Most problems of youth can be laid squarely at the door of the father's neglect, abusiveness, or complete absence. Not long ago, it was considered scandalous for a husband to leave his family. Social custom prohibited it—there were rules, and certain things just weren't done by decent people.

However, in the last thirty years, our society has undergone a radical transformation of values; these changes, which began with the '60s counter-culture movement, have been devastating to families on all levels of society, but they have been most devastating to the poor.
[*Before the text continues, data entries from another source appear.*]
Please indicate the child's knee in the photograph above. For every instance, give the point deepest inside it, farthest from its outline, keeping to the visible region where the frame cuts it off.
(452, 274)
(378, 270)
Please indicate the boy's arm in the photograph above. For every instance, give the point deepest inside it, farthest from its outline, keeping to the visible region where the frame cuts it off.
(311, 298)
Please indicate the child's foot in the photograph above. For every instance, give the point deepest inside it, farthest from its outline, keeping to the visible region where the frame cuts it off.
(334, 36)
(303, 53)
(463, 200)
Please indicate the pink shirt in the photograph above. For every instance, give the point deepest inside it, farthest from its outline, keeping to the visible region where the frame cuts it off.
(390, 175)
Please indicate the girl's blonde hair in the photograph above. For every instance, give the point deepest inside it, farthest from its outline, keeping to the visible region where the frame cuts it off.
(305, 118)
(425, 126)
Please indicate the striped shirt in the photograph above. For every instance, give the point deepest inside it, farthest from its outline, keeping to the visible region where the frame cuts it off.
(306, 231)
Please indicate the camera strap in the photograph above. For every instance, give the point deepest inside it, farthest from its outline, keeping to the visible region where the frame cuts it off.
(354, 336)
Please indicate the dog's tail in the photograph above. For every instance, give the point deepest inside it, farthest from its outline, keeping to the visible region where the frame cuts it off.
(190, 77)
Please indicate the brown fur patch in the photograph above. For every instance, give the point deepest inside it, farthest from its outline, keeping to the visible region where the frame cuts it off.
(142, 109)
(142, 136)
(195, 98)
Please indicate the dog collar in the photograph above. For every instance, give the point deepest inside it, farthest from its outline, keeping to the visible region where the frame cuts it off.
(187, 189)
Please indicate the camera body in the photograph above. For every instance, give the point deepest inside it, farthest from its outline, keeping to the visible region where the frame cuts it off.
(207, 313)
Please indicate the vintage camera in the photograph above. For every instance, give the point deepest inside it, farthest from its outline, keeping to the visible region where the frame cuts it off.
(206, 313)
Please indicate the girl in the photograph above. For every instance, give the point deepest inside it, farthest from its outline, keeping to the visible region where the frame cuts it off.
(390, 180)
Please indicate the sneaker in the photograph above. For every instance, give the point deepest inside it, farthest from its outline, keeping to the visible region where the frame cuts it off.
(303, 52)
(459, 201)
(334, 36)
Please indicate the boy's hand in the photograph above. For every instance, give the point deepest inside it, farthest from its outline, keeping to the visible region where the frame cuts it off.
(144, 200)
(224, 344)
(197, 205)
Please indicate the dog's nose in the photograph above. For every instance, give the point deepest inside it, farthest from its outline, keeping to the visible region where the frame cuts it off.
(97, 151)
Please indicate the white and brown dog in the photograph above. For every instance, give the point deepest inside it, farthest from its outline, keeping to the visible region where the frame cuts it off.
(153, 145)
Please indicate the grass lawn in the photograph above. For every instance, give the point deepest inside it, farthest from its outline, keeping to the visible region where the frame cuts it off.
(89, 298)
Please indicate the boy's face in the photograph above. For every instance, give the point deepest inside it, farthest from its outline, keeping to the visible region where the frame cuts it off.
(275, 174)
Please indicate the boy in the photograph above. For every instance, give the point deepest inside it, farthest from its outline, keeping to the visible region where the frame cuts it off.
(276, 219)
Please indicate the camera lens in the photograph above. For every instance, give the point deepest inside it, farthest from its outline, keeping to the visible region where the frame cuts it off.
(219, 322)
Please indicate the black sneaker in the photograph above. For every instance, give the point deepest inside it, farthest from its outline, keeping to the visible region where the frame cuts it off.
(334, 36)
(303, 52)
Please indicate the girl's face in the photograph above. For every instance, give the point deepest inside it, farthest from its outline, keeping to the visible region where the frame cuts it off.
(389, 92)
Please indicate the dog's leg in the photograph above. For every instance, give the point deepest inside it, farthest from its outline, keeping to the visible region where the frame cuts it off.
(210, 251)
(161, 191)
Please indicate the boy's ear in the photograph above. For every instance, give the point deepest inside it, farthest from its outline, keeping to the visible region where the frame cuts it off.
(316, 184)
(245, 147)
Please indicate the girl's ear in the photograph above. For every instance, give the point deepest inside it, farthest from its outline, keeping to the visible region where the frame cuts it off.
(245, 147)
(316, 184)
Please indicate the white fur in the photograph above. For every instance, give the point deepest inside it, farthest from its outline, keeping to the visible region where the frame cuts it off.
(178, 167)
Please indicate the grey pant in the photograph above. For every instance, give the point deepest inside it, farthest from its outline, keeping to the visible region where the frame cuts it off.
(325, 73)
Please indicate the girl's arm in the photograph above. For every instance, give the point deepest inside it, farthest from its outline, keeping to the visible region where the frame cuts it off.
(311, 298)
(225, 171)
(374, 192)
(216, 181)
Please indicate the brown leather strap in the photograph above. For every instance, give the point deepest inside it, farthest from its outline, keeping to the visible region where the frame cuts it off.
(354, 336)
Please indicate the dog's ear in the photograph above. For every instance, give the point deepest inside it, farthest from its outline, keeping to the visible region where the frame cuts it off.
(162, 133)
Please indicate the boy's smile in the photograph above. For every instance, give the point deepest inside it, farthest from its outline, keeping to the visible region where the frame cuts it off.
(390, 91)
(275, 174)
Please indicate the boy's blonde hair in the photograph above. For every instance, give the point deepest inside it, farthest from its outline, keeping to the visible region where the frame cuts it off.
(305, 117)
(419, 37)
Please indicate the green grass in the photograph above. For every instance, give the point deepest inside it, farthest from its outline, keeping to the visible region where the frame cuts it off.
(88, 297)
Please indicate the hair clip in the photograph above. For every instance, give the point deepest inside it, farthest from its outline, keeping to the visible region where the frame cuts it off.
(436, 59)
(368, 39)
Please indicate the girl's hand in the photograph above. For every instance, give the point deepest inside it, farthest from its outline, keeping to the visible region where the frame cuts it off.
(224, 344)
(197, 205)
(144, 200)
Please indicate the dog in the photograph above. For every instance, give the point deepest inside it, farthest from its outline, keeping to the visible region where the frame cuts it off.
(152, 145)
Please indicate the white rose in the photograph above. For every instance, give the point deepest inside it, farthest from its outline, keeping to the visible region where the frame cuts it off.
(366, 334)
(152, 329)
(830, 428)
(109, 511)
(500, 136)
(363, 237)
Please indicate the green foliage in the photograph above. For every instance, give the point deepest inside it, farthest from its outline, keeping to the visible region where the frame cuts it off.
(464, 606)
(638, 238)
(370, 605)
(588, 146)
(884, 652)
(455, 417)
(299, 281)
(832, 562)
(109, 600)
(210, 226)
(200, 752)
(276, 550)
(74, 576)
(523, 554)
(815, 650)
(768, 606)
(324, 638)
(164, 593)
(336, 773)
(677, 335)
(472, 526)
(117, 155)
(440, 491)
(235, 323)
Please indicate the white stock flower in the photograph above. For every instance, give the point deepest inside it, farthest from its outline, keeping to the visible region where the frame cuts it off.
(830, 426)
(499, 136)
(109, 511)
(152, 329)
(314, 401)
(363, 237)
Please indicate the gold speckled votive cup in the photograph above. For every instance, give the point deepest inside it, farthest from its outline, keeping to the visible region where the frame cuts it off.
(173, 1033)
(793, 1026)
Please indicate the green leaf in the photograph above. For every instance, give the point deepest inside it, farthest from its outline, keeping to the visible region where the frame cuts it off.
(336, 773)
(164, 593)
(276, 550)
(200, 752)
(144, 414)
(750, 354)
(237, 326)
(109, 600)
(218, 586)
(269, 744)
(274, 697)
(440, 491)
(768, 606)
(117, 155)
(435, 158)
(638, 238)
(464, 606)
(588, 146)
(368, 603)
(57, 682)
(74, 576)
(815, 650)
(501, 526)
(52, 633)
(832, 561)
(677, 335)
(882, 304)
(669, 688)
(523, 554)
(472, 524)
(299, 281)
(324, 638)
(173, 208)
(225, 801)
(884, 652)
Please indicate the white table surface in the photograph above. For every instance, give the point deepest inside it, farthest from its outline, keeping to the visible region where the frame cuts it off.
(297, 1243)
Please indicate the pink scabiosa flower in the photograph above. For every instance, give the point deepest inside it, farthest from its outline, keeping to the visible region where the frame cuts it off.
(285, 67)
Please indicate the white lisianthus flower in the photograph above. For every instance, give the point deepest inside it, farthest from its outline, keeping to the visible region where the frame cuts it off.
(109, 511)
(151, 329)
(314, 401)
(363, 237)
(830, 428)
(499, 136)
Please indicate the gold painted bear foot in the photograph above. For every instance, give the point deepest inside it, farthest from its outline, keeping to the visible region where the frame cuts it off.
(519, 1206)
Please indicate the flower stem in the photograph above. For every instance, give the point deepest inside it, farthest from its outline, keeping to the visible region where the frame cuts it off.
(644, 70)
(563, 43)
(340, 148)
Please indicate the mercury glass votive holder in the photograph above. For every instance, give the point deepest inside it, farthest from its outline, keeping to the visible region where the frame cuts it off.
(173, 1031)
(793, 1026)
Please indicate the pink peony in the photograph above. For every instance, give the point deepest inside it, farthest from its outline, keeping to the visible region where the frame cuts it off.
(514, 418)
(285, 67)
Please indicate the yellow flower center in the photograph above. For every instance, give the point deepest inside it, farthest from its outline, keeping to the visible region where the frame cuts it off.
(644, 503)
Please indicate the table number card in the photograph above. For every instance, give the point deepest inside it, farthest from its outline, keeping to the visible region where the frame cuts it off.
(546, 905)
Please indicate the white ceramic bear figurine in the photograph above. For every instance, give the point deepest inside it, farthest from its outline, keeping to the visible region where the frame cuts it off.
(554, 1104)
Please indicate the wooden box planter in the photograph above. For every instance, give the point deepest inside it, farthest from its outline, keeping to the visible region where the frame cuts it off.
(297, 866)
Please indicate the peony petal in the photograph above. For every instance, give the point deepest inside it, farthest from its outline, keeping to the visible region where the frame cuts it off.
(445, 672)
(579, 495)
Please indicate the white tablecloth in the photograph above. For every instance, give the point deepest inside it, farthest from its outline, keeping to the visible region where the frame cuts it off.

Historically, traditional values were an important safety net for the poor; a strong family unit and upright children were not only a parental joy, but were also the only way to survive and prosper in a very stressful environment. The feminist movement, with its avowed anti-family agenda, was no friend to the impoverished mother of the inner city, who was already working (unlike many of her suburban sisters), had no use for sexual liberation, and had an outright fear of "no-fault" divorce. But these were the goals of the bored suburbanites and avowed lesbians who dominated the early leadership of the feminists. The counter-culture, which moralized a lot about the poor, dabbled in sex, drugs, and irresponsibility, had its fun, and went back to suburbia, leaving the ghettos of America's cities in moral disarray.

The end result of this and other powerful social influences was the breakdown of the family and the promotion of a new kind of male, one that was "liberated" from any real sense of responsibility to women and the family. Today, with the inner-city community saddled with a staggering percentage of single mothers, the feminists have switched their agenda to federal daycare assistance. Although there is a need, it won't address the real and desperate problem of fatherless families.

It is very difficult for abandoned women to raise children properly. Unconsciously, they tend to hate not only the absence of the father of their children, but also their burdensome responsibility, and sadly, their innocent children too—and the kids feel that. From this point of view, arguments between Dad and Mom at the dinner table were more tolerable because at least the adults were taking the heat. But when Dad is gone, only the children are left to bear the brunt of their mother's anger and frustration, whether overt or subtle.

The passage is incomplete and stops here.